Garda called Army bomb disposal experts to the postal sorting office in Limerick on Friday morning after the suspicious package was discovered.
The Defence Forces later confirmed a “viable improvised explosive device” had been found contained in a plastic envelope.
Irish Justice Minister Charlie Flanagan said a stamp on the package found in the An Post depot on Dock Road in the city was similar to those used on letter bombs sent to the UK earlier this month.
He added: “This is a despicable act.
“The sending of incendiary devices like this is totally unacceptable. I hope the people responsible are brought to justice.”
The building was evacuated during the security alert.
A spokesman for the Defence Forces said: “A viable improvised explosive device contained in a plastic envelope was identified and made safe. The device was then handed over to An Garda Siochana for further investigation.”
A group calling itself the IRA has claimed responsibility for parcel bombs sent to major transport hubs in London and the University of Glasgow.
The organisation, known to police as the New IRA, claimed one parcel addressed to a British Army recruitment officer may not have been discovered yet.
The group said it posted five devices to addresses in Britain, however only four had been discovered at the time the claim of responsibility was sent to a Belfast newsroom.
Mr Flanagan said the item found in Limerick could be the fifth.
“We have reason to believe this could be the case,” he said.
The packages that arrived at Waterloo railway station and offices at Heathrow and London City airports on March 5 and 6 were posted with Irish stamps and had Dublin as the return address, prompting Irish police to join the investigation.
The stamps appeared to be those issued by the Irish postal service for Valentine’s Day 2018, featuring a heart motif and the words “Love Eire N”.
The senders’ addresses were given as Dublin, with two having added coach operator Bus Eireann.
Police Scotland said a controlled explosion was carried out as a precaution on a suspicious package found in the mailroom at Glasgow University, after several buildings had been evacuated.
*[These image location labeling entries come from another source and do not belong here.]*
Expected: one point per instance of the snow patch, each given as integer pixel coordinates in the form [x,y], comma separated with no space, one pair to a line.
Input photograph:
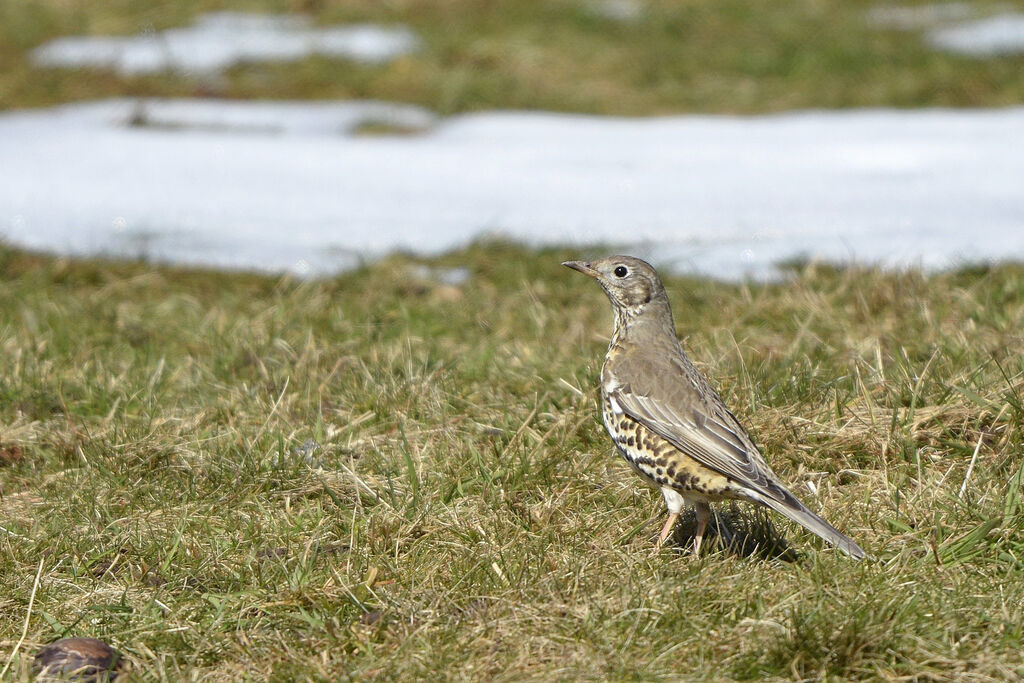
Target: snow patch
[1003,34]
[220,40]
[285,186]
[918,16]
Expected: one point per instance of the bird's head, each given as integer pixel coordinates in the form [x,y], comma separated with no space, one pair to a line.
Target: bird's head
[631,284]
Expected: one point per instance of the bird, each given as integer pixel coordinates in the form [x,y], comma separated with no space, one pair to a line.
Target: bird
[667,420]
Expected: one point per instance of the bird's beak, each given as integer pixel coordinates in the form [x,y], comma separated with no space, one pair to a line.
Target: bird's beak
[582,267]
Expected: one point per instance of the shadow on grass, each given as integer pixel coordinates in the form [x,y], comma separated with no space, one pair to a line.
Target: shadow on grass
[743,531]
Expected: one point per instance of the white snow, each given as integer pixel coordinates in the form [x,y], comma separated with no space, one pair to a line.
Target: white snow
[1003,34]
[287,186]
[220,40]
[907,17]
[617,10]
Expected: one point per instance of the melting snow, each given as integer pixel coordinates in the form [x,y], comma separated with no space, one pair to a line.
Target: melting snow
[288,186]
[1003,34]
[221,39]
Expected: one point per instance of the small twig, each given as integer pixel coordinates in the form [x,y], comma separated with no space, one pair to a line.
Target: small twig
[28,617]
[970,468]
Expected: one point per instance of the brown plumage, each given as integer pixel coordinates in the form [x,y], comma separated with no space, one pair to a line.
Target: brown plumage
[667,420]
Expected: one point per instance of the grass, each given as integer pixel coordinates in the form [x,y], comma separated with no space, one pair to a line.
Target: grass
[699,55]
[377,475]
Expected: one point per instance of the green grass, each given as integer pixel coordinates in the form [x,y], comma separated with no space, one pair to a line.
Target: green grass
[700,55]
[230,475]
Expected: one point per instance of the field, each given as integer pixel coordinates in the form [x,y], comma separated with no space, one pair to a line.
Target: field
[384,475]
[399,472]
[702,55]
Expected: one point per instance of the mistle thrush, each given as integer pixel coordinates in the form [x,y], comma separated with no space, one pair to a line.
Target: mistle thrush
[666,419]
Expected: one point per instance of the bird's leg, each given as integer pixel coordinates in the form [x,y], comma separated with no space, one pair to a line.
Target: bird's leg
[667,529]
[704,515]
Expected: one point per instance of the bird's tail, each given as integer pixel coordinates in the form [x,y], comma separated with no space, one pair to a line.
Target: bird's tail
[798,512]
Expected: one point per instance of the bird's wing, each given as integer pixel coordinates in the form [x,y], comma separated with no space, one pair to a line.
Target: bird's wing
[681,408]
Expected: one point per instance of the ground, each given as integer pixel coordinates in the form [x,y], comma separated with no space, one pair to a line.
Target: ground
[705,55]
[399,473]
[382,474]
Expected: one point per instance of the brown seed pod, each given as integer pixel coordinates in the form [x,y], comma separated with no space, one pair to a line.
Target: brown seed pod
[85,658]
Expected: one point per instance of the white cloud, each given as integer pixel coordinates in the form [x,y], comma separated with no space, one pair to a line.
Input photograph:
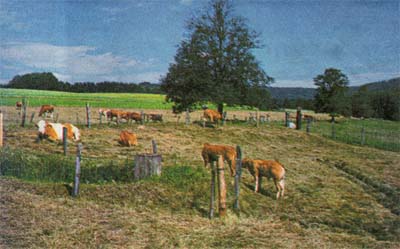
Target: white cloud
[73,63]
[186,2]
[359,79]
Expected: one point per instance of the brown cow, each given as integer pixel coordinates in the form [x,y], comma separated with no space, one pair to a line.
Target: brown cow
[212,115]
[127,138]
[46,109]
[154,117]
[135,116]
[210,153]
[18,105]
[267,168]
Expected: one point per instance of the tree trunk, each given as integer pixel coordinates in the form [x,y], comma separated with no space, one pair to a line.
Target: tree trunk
[221,108]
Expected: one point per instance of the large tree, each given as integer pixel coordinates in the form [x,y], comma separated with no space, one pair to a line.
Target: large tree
[214,63]
[331,91]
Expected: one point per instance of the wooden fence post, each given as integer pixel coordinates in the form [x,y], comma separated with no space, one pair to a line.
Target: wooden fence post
[142,117]
[1,129]
[154,144]
[362,136]
[187,118]
[24,104]
[212,194]
[88,115]
[65,137]
[308,125]
[257,118]
[77,169]
[237,176]
[287,119]
[298,118]
[32,116]
[221,187]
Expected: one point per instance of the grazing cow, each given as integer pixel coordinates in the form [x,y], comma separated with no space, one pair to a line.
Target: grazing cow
[54,131]
[267,168]
[18,105]
[127,138]
[135,116]
[310,117]
[118,114]
[212,115]
[210,153]
[154,117]
[105,112]
[46,109]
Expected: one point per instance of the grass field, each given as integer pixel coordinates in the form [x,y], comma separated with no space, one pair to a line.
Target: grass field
[382,134]
[338,195]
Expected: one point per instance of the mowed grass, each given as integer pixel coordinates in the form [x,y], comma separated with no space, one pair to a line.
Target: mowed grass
[382,134]
[337,195]
[8,97]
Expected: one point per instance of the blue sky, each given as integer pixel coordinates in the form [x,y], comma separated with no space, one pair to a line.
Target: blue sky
[135,40]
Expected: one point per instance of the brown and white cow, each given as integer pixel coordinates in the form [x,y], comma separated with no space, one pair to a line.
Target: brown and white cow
[127,138]
[266,168]
[154,117]
[211,152]
[46,109]
[212,115]
[54,131]
[18,105]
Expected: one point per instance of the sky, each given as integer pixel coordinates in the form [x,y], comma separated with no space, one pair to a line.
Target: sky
[136,40]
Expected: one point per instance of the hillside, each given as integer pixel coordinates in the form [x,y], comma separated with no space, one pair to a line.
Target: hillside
[337,195]
[308,93]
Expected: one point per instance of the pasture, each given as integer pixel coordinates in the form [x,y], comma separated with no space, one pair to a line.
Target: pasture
[337,195]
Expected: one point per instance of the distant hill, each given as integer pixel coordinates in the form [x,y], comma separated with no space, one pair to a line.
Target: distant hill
[308,93]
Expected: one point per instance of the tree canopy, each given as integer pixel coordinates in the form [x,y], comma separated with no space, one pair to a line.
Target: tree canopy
[214,63]
[330,95]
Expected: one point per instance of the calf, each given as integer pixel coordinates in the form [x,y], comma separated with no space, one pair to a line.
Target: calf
[54,131]
[154,117]
[127,138]
[105,112]
[46,109]
[210,153]
[18,105]
[267,168]
[212,115]
[135,116]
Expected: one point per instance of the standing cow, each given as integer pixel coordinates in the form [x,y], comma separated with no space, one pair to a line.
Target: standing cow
[47,110]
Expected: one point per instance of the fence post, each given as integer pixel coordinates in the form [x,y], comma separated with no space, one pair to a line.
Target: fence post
[24,104]
[221,187]
[212,194]
[88,115]
[154,144]
[32,116]
[142,116]
[237,176]
[298,118]
[308,125]
[287,119]
[362,136]
[77,169]
[333,130]
[1,129]
[187,118]
[65,136]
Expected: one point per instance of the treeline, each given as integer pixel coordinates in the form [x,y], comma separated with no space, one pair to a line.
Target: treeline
[47,81]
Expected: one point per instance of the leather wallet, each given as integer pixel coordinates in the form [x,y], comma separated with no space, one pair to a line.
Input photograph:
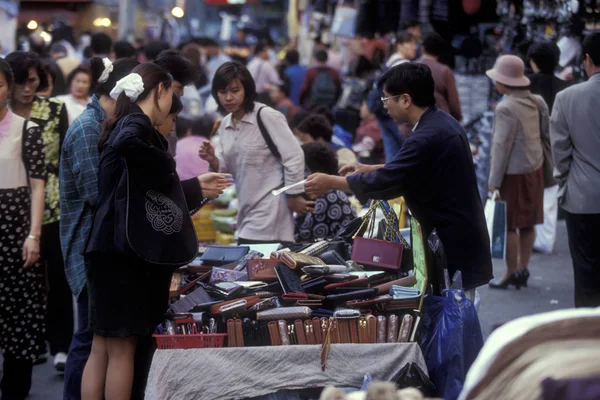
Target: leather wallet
[384,288]
[357,295]
[284,313]
[405,329]
[300,332]
[274,333]
[377,253]
[289,280]
[297,261]
[217,256]
[332,258]
[262,270]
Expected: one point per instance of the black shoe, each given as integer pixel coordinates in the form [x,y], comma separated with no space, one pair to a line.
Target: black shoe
[514,279]
[524,277]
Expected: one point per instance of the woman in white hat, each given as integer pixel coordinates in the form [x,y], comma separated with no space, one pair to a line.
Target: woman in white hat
[521,123]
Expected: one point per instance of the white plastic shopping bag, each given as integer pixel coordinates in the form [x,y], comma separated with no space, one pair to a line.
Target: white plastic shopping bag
[545,234]
[495,216]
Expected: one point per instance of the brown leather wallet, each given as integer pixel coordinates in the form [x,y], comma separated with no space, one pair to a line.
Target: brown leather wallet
[274,333]
[344,329]
[317,330]
[384,288]
[354,338]
[300,332]
[363,331]
[309,332]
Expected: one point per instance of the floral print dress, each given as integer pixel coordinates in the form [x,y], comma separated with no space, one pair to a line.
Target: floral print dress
[22,291]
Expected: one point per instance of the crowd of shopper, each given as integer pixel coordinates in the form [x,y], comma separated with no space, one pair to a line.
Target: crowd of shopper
[73,131]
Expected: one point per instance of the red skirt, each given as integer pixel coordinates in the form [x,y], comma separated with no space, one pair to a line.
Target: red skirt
[524,197]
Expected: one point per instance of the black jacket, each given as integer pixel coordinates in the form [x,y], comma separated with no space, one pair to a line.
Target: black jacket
[135,140]
[435,174]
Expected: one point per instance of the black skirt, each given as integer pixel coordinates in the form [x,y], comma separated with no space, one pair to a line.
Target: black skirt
[127,296]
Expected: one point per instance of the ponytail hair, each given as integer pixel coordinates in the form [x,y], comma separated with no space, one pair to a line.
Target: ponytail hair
[120,69]
[152,75]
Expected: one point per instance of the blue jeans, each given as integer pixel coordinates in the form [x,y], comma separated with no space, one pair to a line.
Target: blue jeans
[79,352]
[392,141]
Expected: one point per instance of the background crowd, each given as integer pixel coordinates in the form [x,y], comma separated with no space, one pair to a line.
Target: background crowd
[329,115]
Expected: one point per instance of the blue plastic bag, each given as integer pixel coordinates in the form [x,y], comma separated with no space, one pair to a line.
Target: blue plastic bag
[451,340]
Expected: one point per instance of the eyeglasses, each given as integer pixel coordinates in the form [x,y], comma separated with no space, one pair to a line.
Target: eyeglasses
[384,100]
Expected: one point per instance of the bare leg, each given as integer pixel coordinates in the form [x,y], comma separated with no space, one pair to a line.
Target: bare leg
[526,240]
[94,374]
[512,254]
[119,378]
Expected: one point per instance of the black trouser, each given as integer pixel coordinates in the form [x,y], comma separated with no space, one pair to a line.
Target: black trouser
[584,243]
[16,378]
[59,319]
All packages were A4-sized white postal bags containing yellow Jiffy bags and appeared capable of igniting a small fire when opened.
No-one was injured in any of the incidents in Britain.
On Friday, a Garda spokesman said: “This parcel appears to be identical to parcels – pending closer forensic and ballistic examination – discovered earlier this month in London and Glasgow.
“An Garda Siochana continue to liaise with the UK authorities in relation to these investigations.”
Irish premier Leo Varadkar condemned the actions of those involved.
Speaking in Brussels, he said: “First of all I condemn the actions of whoever did this without reservation, no matter what is happening in politics at the moment, it’s no justification for violence and certainly no justification for potentially exposing civilians to injury or potentially death.
“The Minister for Justice was in touch with me this morning to inform me of what they know so far, and they did know there were five letter bombs sent a few weeks ago and the fifth one has turned up at a postal centre in Limerick so we believe it’s one of the same batch and this is the fifth one now.”